Getting your Trinity Audio player ready... |
Dış politikada yükselen tansiyon Ankara’yı yeni arayışlara iterken iktidar içinde farklı mevzilenmelerin ortaya çıktığı yönünde tartışmalar yaşanıyor.
Karadeniz’deki savaşın ardından AKP’li Cumhurbaşkanı Erdoğan’ın, “Ne Rusya’dan ne Ukrayna’dan vazgeçeriz” açıklaması denge politikasını bir süre daha sürdürmek istediğini gösterse de bunun kolay olmadığı görüldü. Bölgede artan gerilim, tavrını netleştirmesi için Saray iktidarına yönelik baskıyı artırdı.

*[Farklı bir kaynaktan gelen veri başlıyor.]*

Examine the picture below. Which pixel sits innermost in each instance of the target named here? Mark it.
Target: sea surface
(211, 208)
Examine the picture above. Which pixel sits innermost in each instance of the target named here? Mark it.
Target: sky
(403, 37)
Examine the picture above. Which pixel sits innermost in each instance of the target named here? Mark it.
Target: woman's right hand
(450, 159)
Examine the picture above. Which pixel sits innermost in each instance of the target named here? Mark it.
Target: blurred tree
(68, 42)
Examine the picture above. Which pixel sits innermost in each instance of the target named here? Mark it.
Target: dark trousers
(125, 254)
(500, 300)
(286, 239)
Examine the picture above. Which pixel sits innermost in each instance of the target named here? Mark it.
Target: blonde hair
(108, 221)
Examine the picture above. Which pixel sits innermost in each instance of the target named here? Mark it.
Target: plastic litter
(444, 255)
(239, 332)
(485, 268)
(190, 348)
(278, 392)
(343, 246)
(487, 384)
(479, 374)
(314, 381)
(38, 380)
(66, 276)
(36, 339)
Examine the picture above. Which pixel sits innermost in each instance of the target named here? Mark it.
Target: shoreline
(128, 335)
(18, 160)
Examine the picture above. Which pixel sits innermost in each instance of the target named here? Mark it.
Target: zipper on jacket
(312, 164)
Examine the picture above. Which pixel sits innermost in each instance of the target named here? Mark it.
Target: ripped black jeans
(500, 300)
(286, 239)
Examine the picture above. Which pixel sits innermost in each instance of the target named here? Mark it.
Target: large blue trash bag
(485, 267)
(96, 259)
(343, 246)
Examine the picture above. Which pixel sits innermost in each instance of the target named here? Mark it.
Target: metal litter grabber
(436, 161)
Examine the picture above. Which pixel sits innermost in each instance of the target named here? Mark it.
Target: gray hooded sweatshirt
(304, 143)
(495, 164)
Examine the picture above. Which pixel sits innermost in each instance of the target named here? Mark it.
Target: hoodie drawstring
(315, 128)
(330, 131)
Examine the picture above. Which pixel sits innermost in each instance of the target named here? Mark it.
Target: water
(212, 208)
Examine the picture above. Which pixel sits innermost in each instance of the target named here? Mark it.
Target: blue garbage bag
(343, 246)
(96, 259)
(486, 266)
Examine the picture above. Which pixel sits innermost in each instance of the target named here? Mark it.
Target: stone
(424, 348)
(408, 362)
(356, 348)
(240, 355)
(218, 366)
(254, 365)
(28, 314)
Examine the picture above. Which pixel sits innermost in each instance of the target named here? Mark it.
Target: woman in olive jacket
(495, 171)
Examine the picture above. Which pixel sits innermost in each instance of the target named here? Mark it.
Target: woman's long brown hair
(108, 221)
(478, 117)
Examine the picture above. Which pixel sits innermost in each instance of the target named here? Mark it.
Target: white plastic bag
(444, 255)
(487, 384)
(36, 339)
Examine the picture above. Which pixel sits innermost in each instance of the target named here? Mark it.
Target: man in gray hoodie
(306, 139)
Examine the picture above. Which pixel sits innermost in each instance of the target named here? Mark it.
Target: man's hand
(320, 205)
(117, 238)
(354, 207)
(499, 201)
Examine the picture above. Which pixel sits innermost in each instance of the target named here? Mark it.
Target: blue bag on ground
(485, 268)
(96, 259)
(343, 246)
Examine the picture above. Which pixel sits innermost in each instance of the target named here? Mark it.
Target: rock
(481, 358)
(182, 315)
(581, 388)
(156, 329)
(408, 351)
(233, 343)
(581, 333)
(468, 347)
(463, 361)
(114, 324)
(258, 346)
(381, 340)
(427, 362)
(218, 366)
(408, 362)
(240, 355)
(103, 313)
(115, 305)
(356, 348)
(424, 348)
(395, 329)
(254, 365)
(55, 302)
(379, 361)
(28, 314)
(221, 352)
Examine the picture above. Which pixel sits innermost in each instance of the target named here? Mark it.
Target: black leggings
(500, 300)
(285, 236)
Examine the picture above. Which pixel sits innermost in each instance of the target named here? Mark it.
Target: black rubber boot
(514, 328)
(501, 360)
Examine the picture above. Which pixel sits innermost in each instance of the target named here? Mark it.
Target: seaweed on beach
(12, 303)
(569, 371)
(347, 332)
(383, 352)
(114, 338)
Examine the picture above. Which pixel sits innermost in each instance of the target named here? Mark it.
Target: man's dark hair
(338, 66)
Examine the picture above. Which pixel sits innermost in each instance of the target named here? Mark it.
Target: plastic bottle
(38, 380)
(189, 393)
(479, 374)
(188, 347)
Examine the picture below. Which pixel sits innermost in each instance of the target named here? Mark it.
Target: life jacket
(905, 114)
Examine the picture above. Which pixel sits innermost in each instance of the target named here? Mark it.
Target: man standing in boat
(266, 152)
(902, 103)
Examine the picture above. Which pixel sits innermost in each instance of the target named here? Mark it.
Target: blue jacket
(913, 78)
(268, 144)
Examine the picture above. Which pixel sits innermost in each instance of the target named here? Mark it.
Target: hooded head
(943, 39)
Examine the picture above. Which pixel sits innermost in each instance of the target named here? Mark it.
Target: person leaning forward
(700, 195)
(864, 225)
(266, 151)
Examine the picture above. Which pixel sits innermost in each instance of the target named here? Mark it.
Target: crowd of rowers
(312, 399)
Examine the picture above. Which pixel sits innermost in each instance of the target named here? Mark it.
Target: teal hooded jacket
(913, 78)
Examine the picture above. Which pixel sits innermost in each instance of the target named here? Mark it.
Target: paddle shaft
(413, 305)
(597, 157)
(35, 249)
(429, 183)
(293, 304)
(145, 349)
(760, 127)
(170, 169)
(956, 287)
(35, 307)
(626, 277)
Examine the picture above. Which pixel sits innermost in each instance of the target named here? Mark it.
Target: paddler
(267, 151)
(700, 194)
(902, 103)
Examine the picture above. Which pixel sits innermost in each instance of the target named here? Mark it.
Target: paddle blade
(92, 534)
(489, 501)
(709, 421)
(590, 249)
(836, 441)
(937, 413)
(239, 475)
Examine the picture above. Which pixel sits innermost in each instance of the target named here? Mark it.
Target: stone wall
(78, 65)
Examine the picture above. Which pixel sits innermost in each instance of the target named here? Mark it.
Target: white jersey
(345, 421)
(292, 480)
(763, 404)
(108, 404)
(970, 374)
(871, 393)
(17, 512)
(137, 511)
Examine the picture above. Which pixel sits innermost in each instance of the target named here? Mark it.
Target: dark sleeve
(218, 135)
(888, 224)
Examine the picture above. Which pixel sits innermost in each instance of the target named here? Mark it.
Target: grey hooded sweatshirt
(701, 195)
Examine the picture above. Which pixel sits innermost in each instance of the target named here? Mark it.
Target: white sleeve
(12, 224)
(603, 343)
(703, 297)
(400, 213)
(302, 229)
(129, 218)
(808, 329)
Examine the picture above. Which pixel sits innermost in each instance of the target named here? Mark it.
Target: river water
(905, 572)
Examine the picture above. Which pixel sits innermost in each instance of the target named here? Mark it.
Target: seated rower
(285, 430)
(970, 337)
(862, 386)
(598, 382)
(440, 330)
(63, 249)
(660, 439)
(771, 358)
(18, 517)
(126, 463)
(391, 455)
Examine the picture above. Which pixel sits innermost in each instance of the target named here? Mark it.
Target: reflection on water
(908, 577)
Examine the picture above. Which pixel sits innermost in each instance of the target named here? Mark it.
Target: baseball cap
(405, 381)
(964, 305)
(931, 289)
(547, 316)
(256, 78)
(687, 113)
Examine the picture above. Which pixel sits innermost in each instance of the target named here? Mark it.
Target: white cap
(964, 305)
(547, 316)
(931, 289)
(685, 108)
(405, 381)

İktidarın hamleleri genel olarak ABD ve NATO’ya göre şekilleniyor. Ancak iktidar içinde yer alan kimi gruplar, krizlerle ilgili farklı tutumlar alıyor. Rusya-Ukrayna savaşı başta olmak üzere, Pakistan krizi ve Suriye meselesinde yandaş medyaya yansıyan tartışmalar, iktidar içerisinde de gerilim yaşandığı yönünde değerlendirmelere de yol açıyor.
SEKTÖR BAZLI KAYGILAR VAR
BirGün’den Mehmet Emin Kurnaz’ın haberine göre, yaşanan tartışmaların ve farklı tavır alışların daha çok sektör bazlı olduğunu vurgulayan Doç. Dr. Hakan Güneş, “Birçok sektör savaşla birlikte ilan edilen yaptırımlardan zarar görecek. Ukrayna’yla ilişkilerin kesilmesinden de zarar görecek bir kesim var. Birçok kişinin de Batı’yla ilişkilerin bozulmasından zarar görme endişesi var. Turizmciler, tekstilciler, inşaatçılar, ihracatçılar diye gider” diyor. Çıkar çatışmalarının olduğu yerde bu tarz klik kavgalarının her iktidarda yaşanabileceğine dikkat çeken Güneş, şu değerlendirmeyi yapıyor: “Ama şu andaki durum herhangi bir grubun aşırı bir şekilde reaksiyon göstermesini gerektirmiyor. Çünkü iki tarafla da ilişkileri iyi götürme çabası sonucu bu süreçten kârlı çıkmaya çalışan bir AKP yaklaşımı var. Ben bir çatışma olasılığı görmüyorum. Tabii ki farklı kesimlere seslenen yaklaşımlar oluyor. Böyle zamanlarda daha çoğulcu davranabiliyor AKP basını. Diğer zamanlarda ise tek çizgide ilerliyor. Şu anda her iki tarafa da çeşitli mesajlar verilmesine müsaade ediliyor” dedi.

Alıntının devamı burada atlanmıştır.